The girl takes a deep breath, her breath turning to steam in the air, then straightens up and examines him more closely. To Lucifer’s surprise she approaches him tentatively and reaches out with a shaky hand to press her fingertips against his chest. As soon as this initial contact is made, all the rest of her fear melts into curiosity, and she began to circle to him, muttering to herself in wonder.
“The shadows don’t sit on you right, and you’re radiating heat, even in this weather. I smelled burning as soon as you walked over here, like a woodfire.”
“When your earthly body is a construction to house your celestial being, you can keep the heat on all the time if you want,” He chuckles. He turns to face her, and her cheeks grow even pinker as she realizes how close they are. Still, she doesn’t draw away, only reaches out to touch the silver serpent pinned to his lapel as though it holds the secrets of his existence.
“Tell me your name,” Lucifer says, and it’s the prophet’s turn to chuckle.
“No, Morningstar, I will not. You have no good use for it.”
Lucifer reaches out to touch her face, and thrills at the electricity of God’s blessing crackling around his fingertips.

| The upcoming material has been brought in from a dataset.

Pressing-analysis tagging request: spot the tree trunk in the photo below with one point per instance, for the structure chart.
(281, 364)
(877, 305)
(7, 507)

“I could call you by it,” He says, and she looks at him with eyes full of wonder. Lucifer leans in to kiss her, their cheeks brushing and breaths mingling, but the girl pulls herself out of his arms suddenly. She does not look frightened or scandalized, only sad.
“Why not?” Lucifer asks, and the prophet empties her tips into her pockets and screws her hat back on her head.
“Because you don’t love me. You love He who lives in me. And that is your tragedy.”
He is stunned, too stunned to protest when she kisses his cheek.
“You can keep chasing echoes of God’s handiwork or you can surrender yourself to the real thing. It’s your choice. It always has been.”
With that she turns from him and starts down the cobblestone street. As the hymn resumes and then fades behind him, Lucifer curls his fingers into fists, and suddenly, he feels very cold.